Point one, sanctions will not be effective because Singapore is only a tiny red dot. Larger sums are traded between Singapore and other countries, but also larger sums are traded between Myanmar and other powers. This being said, even if we did impose sanctions on Myanmar, it would not do much economic harm to them to force the military junta to give up power. For as long as Myanmar still has another trading partner, things will be fine for Myanmar. That being said, Myanmar does has another huge ass trading partner in China, which are probably just as undemocratic as itself. Unless China also decides to impose sanctions, I don't see a point in Singapore imposing economic sanctions and hurting our own economy.

This goes on to my next point. I don't understand why a lot of people don't seem to be able to see the fact that Singapore is totally reliant on Myanmar that we cannot and must not impose any sanctions on them. Remember, if one we impose sanctions on Myanmar, Myanmar will do the same to us. Don't say we don't need anything from Myanmar, because we NEED. Had it not for the fact that Singapore need this commodity from Myanmar, I believe, Singapore might have already taken a stronger stance against Myanmar.

There is one commodity that Singapore imports only from Myanmar, giving Myanmar a monopoly over that commodity, and that is one very important raw material essential to the very survival of Singapore as a nation-state. Sand. Since Indonesia ceased trading sand with us, Singapore's economy suffered a dip, and Singapore had to seek other alternatives. It took more than a short period of time for Singapore to be able to find an alternative in Myanmar, do you think we'd give all this up and see our economy wither off? No way. Even now, Singapore is paying six times the amount for sand from Myanmar than previously from Indonesia, imagine how much sand would cost if sanctions were to be placed on them. Imagine how Singapore's development will come to a total standstill if that were to happen. Sentosa, integrated resorts, lan reclamations, the building industry. Singapore will be screwed.

Unless Singapore is able to locate a viable and economical alternative to Myanmar in the sand trade, there's no way Singapore can take up a hard stance against Myanmar. Dubai wanted to partake in this sand trade with us some time after the Indo-sand fiasco, but it's just not economically viable to import sand from that far away, hence talks has been scrapped. And that means, we need to be nice to Myanmar.

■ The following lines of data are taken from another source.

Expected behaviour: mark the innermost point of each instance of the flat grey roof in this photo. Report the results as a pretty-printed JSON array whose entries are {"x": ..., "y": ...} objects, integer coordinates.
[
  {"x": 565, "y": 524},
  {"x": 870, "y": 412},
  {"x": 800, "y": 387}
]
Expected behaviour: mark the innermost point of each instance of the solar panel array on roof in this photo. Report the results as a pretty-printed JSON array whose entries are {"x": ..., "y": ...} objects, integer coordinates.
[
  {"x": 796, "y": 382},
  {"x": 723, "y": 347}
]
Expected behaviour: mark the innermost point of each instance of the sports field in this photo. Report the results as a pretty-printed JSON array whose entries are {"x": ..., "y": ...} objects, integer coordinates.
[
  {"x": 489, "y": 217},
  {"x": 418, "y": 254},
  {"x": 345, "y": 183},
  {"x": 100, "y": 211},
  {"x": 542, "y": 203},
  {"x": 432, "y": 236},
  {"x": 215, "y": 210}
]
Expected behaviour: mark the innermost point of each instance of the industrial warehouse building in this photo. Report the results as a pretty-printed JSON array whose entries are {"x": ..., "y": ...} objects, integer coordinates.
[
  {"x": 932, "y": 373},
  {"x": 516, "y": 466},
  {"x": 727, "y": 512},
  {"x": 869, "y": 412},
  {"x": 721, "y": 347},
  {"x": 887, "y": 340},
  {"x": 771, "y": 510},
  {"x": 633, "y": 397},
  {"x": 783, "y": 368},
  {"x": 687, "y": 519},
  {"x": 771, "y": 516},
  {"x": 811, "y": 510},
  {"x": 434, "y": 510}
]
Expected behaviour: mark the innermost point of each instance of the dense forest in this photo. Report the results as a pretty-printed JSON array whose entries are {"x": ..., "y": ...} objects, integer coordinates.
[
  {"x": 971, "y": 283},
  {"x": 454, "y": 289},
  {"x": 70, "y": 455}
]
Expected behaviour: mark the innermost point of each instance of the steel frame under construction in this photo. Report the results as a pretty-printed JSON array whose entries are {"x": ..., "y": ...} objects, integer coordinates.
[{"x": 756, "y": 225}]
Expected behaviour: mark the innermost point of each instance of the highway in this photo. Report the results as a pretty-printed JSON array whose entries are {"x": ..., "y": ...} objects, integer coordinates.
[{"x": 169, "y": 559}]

Also, we can't even say out loud this reliance on Myanmar because that will only make Myanmar even more cocky and that would also be detrimental to the democratic activism in Myanmar itself.

What Singapore can do now is only to put their words across as harshly as possible, and show solidarity to the Burmese people while not angering the military junta. That might be quite contradictory, but that is exactly what the government is doing now. Letting the people speak up against the junta, while the government retains it's close ties with the junta. Yes, I have utmost support for the democratic movement in Myanmar, and I'd do my best to be able to help the Burmese people. But that being said, I also understand the position of the government, and understand the precarious position of Singapore in this much larger context. No government bashings for me, and definitely no calls for any kind of economic sanctions by me.

(And no, this is not a pro-government piece. Anyone who knows me would know that I have less than kind words to say about our government. But let's just say, I know that the government is smarter than most of the ignorant folks out that, and that's why they are the government and you are not.)


Poo said...

Nice piece. It's refreshing to see someone playing the Devil's Advocate for once. Instead of just reacting to events without thinking, based on a holier-than-thou attitude.

xxoos said...

i dont know if it's like what you said about reacting to events without thinking, or it is because bloggers just wanting to increase hits by riding on the wave.